Pour les opérations de rénovation, la RE2020 n'est pas applicable, c'est toujours la Réglementation Thermique (RTex) existante qui prévaut, dont les exigences ne sont pas à la hauteur de l'urgence climatique actuelle. La question de l'approvisionnement énergétique est d'autant plus importante pour les opérations de rénovation que les contraintes architecturales du bâtiment existant (surfaces et épaisseurs disponibles pour l'isolation notamment) complexifient la création d'une enveloppe thermique performante. Par conséquent, cela signifie une consommation de chauffage généralement plus élevée que pour les nouvelles constructions.

Cet abaissement du taux d'émission de carbone des radiateurs électriques est donc un argument fort pour limiter les émissions de carbone en fonctionnement, réduction à partir de laquelle il est important de prendre du recul.

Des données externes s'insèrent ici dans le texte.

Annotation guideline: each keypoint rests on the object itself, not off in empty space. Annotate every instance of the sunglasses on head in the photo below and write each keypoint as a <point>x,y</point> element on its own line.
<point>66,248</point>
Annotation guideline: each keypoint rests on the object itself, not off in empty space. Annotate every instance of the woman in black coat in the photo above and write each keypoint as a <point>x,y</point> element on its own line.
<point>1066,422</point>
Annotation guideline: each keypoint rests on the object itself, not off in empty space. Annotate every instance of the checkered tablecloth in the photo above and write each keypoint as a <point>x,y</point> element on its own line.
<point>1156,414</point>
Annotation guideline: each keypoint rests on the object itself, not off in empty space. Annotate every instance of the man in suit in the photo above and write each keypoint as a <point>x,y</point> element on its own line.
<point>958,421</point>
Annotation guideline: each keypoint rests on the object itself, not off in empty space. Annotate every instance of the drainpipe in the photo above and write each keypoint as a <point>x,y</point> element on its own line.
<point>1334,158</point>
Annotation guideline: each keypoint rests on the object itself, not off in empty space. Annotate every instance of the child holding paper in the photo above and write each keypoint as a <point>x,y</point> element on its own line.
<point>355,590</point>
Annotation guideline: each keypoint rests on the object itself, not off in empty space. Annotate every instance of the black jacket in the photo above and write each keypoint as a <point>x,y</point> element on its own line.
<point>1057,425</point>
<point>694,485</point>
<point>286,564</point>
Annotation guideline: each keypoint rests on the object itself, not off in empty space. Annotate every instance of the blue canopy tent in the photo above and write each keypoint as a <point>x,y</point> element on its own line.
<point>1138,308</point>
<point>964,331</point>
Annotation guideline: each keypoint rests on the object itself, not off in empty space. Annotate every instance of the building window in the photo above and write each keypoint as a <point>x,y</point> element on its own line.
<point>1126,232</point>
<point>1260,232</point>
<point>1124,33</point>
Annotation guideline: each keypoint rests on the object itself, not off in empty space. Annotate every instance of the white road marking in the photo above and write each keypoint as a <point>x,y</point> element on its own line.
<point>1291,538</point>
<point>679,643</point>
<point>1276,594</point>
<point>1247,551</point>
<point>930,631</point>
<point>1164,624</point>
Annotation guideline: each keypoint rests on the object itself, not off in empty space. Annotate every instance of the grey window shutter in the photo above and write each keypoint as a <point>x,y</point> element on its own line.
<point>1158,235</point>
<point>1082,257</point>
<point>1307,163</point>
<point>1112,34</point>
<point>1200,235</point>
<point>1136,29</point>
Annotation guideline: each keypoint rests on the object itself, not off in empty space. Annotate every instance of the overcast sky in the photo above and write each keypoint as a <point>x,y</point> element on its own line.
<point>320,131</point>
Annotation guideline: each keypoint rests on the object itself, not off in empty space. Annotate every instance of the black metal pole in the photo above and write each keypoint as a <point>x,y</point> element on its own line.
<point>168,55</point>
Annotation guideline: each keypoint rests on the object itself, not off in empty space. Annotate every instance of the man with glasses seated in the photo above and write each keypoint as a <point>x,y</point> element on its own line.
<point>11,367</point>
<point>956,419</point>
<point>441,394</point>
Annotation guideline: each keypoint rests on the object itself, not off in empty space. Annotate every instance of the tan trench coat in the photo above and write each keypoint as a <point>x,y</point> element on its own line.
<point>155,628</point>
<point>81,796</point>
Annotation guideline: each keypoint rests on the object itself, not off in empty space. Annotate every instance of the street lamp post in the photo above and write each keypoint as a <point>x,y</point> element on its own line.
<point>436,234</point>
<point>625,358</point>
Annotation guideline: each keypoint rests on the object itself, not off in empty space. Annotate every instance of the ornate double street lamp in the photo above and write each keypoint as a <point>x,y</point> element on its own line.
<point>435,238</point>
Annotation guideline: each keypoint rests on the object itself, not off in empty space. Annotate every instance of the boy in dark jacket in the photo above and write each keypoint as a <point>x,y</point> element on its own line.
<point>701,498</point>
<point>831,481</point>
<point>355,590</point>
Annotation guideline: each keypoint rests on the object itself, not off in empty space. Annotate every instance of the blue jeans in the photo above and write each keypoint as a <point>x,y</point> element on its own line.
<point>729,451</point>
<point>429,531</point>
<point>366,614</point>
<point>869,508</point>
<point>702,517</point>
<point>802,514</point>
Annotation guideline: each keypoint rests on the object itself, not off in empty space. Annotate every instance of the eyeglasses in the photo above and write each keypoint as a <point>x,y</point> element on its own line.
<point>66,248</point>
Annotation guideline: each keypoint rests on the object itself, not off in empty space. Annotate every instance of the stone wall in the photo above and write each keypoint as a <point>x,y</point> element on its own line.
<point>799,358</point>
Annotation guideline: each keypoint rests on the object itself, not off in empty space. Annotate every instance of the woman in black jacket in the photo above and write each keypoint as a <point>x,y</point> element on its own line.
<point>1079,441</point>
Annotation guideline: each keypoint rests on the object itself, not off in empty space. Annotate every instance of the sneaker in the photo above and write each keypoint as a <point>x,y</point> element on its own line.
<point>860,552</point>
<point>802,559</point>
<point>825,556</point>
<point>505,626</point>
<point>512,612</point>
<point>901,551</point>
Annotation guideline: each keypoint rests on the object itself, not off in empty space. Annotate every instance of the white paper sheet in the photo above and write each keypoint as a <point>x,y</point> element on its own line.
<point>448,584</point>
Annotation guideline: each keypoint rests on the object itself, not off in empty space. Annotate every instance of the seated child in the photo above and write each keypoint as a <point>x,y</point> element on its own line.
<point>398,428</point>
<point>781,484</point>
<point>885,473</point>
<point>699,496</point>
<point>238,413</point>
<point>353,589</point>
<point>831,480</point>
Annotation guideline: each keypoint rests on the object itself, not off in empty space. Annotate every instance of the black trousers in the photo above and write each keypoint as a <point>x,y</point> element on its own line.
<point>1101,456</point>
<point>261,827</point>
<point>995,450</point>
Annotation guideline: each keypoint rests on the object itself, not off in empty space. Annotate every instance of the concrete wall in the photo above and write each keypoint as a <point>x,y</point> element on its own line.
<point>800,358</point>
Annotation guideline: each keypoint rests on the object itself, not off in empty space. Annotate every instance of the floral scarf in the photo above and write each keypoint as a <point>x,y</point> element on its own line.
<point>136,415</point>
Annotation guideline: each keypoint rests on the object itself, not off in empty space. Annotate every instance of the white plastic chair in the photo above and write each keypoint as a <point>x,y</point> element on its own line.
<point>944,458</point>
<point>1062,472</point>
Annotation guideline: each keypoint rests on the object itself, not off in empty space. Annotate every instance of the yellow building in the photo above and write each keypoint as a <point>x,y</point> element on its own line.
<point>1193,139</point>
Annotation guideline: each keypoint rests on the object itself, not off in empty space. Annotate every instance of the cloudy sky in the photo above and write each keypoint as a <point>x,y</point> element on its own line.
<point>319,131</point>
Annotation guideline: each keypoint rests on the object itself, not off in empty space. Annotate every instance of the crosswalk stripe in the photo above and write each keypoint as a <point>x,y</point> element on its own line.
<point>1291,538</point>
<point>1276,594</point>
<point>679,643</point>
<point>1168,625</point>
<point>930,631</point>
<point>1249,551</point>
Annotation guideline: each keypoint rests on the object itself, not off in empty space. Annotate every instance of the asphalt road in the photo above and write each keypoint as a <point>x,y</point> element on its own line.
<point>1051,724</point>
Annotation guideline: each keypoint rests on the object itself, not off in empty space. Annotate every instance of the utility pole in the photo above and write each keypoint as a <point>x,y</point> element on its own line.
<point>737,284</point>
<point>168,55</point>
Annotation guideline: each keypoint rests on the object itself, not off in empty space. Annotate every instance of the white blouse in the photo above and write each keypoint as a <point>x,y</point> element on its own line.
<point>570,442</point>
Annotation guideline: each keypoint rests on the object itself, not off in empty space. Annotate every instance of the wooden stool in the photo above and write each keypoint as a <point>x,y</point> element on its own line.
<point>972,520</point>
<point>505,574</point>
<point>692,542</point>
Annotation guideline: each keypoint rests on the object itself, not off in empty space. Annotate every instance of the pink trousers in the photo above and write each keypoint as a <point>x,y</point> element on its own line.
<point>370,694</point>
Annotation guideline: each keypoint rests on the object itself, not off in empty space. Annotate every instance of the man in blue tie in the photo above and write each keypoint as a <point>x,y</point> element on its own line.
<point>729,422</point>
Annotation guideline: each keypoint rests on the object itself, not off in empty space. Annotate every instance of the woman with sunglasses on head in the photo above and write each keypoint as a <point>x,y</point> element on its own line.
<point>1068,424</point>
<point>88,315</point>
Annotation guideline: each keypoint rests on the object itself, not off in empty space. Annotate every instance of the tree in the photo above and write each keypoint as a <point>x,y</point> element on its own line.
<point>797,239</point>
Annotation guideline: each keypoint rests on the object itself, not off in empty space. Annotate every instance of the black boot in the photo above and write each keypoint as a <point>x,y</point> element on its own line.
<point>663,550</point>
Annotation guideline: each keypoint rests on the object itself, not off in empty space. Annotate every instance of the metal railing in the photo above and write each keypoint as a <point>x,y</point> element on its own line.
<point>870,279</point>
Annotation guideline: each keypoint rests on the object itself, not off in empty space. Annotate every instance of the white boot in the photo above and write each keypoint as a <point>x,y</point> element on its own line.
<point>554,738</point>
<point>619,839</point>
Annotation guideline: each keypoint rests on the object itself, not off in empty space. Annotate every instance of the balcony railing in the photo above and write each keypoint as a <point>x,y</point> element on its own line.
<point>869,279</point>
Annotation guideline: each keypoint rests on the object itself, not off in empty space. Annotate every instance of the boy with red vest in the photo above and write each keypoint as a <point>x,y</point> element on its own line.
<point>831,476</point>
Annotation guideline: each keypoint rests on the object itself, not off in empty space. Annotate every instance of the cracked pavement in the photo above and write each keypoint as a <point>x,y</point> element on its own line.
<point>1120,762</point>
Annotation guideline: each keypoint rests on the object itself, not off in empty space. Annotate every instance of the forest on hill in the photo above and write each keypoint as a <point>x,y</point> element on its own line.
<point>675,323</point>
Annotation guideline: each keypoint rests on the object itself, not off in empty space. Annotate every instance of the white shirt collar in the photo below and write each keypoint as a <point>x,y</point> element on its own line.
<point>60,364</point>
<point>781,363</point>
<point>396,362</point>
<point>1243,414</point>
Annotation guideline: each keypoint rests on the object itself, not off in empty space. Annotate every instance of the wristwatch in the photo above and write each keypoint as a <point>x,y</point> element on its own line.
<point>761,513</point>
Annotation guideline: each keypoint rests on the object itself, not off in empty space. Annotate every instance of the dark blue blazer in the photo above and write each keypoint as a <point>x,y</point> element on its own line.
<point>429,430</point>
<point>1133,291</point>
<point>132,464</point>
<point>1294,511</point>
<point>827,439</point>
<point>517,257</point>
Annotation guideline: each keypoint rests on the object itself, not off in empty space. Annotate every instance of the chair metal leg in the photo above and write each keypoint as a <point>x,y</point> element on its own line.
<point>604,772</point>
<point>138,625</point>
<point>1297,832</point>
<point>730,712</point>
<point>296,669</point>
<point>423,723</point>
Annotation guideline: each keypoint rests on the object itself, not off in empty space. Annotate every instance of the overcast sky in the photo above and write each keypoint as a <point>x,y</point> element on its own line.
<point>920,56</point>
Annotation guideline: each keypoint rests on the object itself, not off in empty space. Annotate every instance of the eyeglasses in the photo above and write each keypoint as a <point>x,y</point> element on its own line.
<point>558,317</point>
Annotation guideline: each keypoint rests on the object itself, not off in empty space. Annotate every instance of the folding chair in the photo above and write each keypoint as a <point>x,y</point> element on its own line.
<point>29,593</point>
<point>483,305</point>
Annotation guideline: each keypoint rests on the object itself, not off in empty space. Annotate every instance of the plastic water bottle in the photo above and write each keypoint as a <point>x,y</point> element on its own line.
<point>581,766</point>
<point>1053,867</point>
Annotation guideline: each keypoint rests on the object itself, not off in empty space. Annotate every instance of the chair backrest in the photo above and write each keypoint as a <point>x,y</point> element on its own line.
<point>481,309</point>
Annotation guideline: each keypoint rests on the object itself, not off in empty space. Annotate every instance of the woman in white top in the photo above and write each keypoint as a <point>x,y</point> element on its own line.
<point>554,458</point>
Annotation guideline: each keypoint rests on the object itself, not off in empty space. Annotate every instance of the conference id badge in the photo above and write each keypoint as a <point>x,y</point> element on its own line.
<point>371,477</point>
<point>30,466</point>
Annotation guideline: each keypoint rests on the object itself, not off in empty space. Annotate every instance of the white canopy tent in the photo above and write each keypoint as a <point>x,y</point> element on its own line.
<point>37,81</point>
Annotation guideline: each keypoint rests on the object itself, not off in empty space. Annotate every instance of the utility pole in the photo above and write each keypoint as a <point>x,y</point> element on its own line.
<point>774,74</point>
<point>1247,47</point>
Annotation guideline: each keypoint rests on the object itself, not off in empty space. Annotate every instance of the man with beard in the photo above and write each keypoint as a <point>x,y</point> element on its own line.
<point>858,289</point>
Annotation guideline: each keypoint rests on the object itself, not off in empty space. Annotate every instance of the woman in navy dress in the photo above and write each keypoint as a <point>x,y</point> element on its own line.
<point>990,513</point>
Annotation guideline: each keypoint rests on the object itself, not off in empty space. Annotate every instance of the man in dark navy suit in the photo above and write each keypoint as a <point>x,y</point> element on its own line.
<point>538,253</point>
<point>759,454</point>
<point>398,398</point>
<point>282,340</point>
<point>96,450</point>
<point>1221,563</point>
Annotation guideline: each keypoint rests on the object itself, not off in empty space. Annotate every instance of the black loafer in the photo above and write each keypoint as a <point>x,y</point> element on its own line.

À l'échelle nationale, une recrudescence des systèmes de chauffage électrique entraînerait une forte augmentation de la demande d'électricité, en particulier pendant les périodes froides. Si cette recrudescence est trop simple et ne laisse pas le temps à l'approvisionnement électrique français de s'adapter, la production d'électricité de ce surplus serait alors assurée par les filières de production d'électricité thermique (charbon, gaz, fioul) et le facteur d'émission. le carbone issu du chauffage électrique serait alors beaucoup plus substantiel.

Il est également important d'observer les conséquences du chauffage électrique à plus grande échelle qu'en France. En effet, la France exporte une partie de son électricité décarbonée. En termes simples, en augmentant le nombre de systèmes de chauffage électrique, la consommation d'électricité augmentera en France et la part de l'électricité exportée diminuera pour répondre à cette demande. Cela signifie que les pays voisins qui ont importé l'électricité produite en France devront la compenser en utilisant des systèmes de production beaucoup plus intensifs en carbone. L'empreinte carbone globale est alors bien moins vertueuse qu'affichée … Si ce poids carbone n'est pas pris en compte dans le contenu carbone retenu pour le RE2020, d'autres méthodes dites incrémentales permettent de le prendre en compte et sont à des fins d'évaluation des politiques publiques.